A federal judge on Friday ruled that four senators and two staff members do not have to testify as part of lawsuit challenging a new Florida election law that opponents say makes it more difficult for some voters to cast ballots, reports Michael Peltier of the News Service of Florida.
Following more than an hour of arguments, U.S. District Judge Robert Hinkle denied a motion filed on behalf of the League of Women voters and others asking that two Senators, two House members and two legislative staffers be required to give depositions and turn over notes regarding their decisions leading to the passage of legislation last year that made changes the group says are discriminatory.

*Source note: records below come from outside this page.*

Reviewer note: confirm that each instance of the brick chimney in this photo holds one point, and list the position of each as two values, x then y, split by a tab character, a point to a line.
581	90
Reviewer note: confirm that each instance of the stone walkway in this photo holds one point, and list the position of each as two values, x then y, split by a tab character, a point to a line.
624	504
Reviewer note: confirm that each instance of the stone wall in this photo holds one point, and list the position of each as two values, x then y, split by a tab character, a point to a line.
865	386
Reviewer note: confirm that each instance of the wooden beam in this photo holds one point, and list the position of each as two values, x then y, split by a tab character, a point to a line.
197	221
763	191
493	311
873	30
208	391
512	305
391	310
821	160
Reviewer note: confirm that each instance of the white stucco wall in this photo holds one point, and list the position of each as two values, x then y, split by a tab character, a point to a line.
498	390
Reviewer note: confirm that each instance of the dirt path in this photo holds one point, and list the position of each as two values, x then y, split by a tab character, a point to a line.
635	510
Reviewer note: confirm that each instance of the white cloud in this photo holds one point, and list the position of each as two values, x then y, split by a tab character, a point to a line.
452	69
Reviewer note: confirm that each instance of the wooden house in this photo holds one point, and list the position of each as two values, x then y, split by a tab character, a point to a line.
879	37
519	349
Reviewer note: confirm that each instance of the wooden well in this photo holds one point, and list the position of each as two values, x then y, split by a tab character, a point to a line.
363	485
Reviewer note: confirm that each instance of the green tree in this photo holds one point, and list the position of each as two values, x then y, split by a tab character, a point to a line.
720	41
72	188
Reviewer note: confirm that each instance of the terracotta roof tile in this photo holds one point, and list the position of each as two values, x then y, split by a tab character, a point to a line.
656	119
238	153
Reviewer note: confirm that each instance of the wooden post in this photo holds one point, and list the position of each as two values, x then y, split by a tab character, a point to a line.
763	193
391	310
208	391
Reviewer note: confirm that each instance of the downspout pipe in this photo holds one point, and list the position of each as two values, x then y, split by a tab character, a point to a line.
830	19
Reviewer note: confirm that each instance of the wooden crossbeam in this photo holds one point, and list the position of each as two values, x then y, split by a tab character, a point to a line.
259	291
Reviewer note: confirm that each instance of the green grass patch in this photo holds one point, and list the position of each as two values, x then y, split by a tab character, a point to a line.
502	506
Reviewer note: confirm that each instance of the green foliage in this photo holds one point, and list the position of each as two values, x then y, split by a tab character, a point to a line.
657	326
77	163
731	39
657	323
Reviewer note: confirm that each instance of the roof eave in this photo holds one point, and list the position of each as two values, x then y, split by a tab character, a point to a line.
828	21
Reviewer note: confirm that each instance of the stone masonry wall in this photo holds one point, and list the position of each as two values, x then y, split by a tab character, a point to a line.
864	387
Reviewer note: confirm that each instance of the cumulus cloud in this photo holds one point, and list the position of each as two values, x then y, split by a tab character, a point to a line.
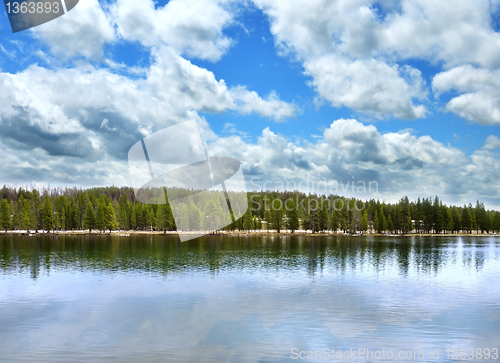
479	100
397	163
492	142
368	85
190	27
75	112
81	32
355	51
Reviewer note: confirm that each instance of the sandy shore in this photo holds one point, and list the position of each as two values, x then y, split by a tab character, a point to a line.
232	233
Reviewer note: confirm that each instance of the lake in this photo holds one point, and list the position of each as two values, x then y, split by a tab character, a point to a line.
249	299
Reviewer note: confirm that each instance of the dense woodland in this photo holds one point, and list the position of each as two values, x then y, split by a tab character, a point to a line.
112	208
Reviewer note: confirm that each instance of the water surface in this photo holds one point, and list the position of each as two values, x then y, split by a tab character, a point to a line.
232	299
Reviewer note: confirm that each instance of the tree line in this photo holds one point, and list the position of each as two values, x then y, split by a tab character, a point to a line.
114	208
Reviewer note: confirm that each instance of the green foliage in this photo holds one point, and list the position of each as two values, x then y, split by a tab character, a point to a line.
5	221
117	208
47	214
364	221
89	221
292	215
248	223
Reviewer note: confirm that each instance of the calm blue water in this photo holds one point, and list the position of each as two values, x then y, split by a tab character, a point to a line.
215	299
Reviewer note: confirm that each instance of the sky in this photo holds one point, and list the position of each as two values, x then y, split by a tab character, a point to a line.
311	95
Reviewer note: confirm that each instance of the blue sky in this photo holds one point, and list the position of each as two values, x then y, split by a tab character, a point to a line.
404	93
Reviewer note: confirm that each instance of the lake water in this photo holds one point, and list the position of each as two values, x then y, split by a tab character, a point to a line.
232	299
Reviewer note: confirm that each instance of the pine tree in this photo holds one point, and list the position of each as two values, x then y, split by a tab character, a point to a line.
277	214
466	219
390	224
322	216
47	214
100	221
376	222
383	223
25	214
164	217
364	221
292	222
267	218
194	217
457	223
5	221
334	222
109	217
248	221
89	221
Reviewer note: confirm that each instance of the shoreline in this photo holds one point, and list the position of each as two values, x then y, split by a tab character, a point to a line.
236	234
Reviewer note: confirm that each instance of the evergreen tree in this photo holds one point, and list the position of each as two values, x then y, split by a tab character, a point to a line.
449	220
194	217
100	221
466	220
383	223
323	215
438	218
292	222
364	221
25	214
267	218
14	210
47	214
5	221
376	222
334	222
164	217
109	217
248	220
277	215
390	224
457	223
89	221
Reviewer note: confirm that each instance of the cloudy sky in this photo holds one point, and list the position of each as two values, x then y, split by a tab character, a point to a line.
403	93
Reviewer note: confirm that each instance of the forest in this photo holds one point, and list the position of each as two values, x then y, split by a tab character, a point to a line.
113	208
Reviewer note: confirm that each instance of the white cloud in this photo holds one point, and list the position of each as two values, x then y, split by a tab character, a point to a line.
400	163
190	27
355	51
492	142
76	111
368	85
335	40
479	100
249	101
81	32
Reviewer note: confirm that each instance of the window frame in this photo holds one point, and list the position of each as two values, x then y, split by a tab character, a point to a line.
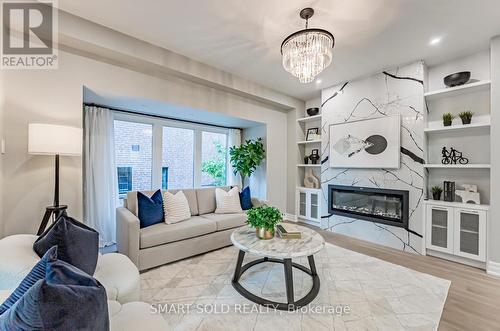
157	143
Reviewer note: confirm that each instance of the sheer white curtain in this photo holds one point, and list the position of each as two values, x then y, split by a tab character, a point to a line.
100	178
233	139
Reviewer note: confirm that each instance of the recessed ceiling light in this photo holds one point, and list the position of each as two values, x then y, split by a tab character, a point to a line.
434	41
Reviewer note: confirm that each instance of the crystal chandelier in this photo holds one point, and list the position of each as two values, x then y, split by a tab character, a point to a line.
307	52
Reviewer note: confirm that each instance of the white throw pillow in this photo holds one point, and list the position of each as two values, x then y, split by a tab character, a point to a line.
175	207
228	202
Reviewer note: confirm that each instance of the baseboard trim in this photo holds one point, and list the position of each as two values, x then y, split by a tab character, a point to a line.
493	268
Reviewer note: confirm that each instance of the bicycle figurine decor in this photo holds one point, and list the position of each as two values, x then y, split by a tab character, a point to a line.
453	156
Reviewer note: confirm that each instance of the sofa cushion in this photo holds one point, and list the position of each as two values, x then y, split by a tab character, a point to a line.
63	300
150	209
191	198
227	221
176	207
206	199
163	233
17	257
76	243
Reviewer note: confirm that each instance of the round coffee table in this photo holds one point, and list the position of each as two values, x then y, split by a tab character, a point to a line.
282	251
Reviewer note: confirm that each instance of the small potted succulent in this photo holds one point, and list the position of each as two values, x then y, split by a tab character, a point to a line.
466	117
264	218
436	192
447	119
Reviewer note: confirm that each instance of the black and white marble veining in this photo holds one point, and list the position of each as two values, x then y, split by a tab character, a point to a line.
398	91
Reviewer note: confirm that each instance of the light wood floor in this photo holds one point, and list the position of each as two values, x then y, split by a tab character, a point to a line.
473	301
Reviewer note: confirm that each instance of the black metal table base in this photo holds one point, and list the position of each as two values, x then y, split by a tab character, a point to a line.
291	304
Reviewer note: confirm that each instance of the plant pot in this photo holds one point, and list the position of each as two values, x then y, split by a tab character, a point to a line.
264	234
466	120
436	196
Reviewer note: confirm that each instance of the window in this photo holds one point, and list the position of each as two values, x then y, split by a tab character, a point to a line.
152	153
178	156
124	180
133	155
213	159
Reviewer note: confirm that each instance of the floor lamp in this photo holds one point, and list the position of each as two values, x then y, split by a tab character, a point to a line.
57	140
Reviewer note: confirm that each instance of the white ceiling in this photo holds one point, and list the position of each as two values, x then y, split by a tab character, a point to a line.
243	36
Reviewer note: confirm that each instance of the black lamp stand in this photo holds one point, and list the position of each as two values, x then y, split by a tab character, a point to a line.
56	210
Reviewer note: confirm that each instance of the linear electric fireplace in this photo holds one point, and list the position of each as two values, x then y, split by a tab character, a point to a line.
368	203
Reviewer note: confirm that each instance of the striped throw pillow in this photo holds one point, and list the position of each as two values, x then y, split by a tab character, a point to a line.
176	207
227	202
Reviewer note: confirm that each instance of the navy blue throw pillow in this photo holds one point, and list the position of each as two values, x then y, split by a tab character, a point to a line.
246	199
150	210
37	273
67	299
76	243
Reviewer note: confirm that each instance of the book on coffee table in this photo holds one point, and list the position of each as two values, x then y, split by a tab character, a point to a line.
289	233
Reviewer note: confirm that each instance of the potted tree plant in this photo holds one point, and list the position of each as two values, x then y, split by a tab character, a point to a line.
264	218
247	157
436	192
466	117
447	119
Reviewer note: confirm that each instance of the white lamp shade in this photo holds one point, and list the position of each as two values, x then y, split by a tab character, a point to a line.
49	139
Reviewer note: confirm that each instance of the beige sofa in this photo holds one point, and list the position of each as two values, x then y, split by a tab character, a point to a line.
163	243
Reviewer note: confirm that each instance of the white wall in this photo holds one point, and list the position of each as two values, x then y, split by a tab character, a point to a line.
258	180
494	229
55	96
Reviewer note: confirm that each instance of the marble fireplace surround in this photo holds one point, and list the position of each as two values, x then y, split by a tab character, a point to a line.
395	91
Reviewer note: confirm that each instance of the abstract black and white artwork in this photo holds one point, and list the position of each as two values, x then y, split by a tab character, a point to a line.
371	143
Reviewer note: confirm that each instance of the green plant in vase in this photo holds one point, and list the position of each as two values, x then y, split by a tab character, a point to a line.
436	192
247	157
447	119
466	117
264	219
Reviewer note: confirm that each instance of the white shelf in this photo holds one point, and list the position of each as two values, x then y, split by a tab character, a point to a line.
304	142
457	166
457	204
462	89
309	119
478	125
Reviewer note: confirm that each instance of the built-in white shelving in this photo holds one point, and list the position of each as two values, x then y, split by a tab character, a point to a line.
462	89
479	125
305	142
457	166
309	119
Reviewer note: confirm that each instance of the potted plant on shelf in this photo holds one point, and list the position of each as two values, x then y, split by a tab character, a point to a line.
436	192
447	119
466	117
264	218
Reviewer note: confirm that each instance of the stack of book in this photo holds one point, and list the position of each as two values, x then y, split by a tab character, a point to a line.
287	234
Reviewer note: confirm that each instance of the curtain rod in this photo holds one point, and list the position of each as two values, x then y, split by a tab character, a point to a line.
156	116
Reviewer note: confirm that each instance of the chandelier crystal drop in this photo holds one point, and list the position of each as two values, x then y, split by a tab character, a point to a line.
307	52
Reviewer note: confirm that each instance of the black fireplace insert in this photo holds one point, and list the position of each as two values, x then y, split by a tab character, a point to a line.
371	204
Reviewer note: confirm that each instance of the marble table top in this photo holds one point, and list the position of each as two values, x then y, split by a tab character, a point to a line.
311	242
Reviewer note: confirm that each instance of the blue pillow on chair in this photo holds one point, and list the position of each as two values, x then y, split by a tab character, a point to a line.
76	243
37	273
150	210
246	199
66	299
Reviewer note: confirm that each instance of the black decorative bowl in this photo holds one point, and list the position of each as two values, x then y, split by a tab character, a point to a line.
457	79
312	111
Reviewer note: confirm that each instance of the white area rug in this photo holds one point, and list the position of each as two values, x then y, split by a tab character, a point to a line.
196	294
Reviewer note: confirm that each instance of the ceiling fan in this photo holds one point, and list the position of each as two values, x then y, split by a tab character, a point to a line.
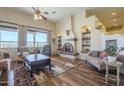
37	14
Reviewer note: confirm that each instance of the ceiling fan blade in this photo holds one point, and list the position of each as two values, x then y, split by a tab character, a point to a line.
44	17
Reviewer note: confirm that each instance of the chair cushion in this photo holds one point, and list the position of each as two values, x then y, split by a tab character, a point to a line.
6	55
102	54
120	58
1	55
95	53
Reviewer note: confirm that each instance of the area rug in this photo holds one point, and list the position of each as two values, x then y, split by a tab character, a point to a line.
23	78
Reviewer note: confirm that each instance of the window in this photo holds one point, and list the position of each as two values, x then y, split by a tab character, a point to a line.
36	39
8	37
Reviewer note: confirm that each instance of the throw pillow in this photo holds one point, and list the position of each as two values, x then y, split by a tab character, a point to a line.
120	58
102	54
1	55
90	53
6	55
95	53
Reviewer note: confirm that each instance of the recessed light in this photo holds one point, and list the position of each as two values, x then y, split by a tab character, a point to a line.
115	24
54	12
46	13
114	19
114	13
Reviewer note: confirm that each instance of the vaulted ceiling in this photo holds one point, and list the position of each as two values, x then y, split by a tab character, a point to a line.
109	16
55	14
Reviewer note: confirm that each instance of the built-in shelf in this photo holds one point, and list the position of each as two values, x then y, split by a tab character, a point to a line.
86	38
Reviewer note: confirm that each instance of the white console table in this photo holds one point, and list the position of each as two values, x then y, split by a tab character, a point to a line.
108	76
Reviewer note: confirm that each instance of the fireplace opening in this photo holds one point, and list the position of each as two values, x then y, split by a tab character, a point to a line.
68	48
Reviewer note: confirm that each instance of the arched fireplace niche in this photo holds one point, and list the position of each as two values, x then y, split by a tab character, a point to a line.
68	48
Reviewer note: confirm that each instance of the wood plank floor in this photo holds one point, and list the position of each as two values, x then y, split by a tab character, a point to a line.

Ruling from the bench after a brief intermission, Hinkle said common law and long-standing precedent give state lawmakers and their staff members a qualified privilege not to disclose the reasons for their actions relating to legislation.
Though not an absolute privilege, Hinkle said plaintiffs — which also included the U.S. Department of Justice and the National Council of La Raza, a Hispanic voter advocacy group –failed to make their case that the circumstances surrounding the request were so extraordinary that the court should overlook precedent that grants lawmakers wide latitude to keep their motivations private.
“The existence of a privilege is honored, in many cases, as a matter of course,” Hinkle said “… It is derived from the chilling effect it would have (on the legislative branch.)”
The lawmakers targeted for depositions were Rep. Dennis Baxley, an Ocala Republican who sponsored the elections bill; House State Affairs Chairman Seth McKeel, R-Lakeland; Senate Ethics and Elections Chairman Miguel Diaz de la Portilla, R-Miami; and Sen. Paula Dockery, R-Lakeland, all of whom remain sitting legislators. The staff members are Heather Williamson, of the House Government Operations Subcommittee and Jonathan Fox, of the Senate Ethics and Elections Subcommittee.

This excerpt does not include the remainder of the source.